Acute physiological response of mammalian central neurons to axotomy: ionic regulation and electrical activity.

The transection of the axon of central neurons has dramatic consequences on the damaged cells and nerves. Injury activates molecular programs leading to a complex repertoire of responses that, depending on the cellular context, include activation of sprouting, axonal degeneration, and cell death. Although the cellular mechanisms started at the time of lesion are likely to shape the changes affecting injured cells, the acute physiological reaction to trauma of mammalian central neurons is not completely understood yet. To characterize the physiology of the acute response to axonal transection, we have developed a model of in vitro axotomy of neurons cultured from the rodent cortex.

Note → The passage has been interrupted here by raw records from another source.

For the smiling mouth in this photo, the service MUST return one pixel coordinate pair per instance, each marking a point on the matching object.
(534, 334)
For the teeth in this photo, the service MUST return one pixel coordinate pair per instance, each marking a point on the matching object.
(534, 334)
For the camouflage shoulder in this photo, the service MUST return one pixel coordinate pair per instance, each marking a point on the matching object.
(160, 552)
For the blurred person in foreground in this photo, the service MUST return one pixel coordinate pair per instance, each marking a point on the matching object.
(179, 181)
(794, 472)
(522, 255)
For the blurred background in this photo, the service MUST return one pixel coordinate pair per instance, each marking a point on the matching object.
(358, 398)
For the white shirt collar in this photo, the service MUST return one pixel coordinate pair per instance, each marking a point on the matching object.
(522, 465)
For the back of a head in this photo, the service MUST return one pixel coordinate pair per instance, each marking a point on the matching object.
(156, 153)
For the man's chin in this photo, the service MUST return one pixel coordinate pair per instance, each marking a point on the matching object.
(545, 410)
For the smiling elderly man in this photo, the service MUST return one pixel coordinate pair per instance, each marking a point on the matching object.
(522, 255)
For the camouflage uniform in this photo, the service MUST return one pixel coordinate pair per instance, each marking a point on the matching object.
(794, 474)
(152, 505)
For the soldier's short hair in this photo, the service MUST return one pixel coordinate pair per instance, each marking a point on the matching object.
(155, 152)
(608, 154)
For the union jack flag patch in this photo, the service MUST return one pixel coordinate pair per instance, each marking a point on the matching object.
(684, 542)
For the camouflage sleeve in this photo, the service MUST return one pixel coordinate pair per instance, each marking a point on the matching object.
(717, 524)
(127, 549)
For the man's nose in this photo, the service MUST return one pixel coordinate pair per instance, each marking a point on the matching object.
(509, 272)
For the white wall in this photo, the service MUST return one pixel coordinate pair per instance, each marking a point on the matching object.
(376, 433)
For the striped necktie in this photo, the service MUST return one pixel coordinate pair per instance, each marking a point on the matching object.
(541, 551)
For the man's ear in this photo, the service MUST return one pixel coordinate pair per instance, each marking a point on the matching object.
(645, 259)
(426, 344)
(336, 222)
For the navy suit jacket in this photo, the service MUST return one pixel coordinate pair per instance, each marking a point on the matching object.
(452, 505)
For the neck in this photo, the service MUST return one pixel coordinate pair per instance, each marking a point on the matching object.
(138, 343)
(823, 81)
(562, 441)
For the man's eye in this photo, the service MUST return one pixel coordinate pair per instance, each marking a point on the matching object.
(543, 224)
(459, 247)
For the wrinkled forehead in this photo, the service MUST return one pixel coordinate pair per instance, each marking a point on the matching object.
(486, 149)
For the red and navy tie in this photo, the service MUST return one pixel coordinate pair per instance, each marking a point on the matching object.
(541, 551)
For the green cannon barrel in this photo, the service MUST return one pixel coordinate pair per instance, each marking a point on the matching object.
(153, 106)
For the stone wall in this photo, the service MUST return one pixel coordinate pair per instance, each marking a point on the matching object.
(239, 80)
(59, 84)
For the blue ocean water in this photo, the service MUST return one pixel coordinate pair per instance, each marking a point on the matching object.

Imaging showed that axotomy caused an increase of calcium in the soma and axon. Propagation of the response to the soma required the activation of voltage-dependent sodium channels, since it was blocked by tetrodotoxin. The electrophysiological response to axotomy was recorded in patched neurons kept in the current clamp configuration: injury was followed by vigorous spiking activity that caused a sodium load and the activation of transient calcium currents that were opened by each action potential. The decrease of the electrochemical gradient of sodium caused inversion of the Na-Ca exchanger that provided an additional mean of entry for calcium. Finally, we determined that inhibition of the physiological response to axotomy hindered the regeneration of a new neurite. These data provide elements of the framework required to link the axotomy itself to the downstream molecular machinery that contributes to the determination of the long-term fate of injured neurons and axons.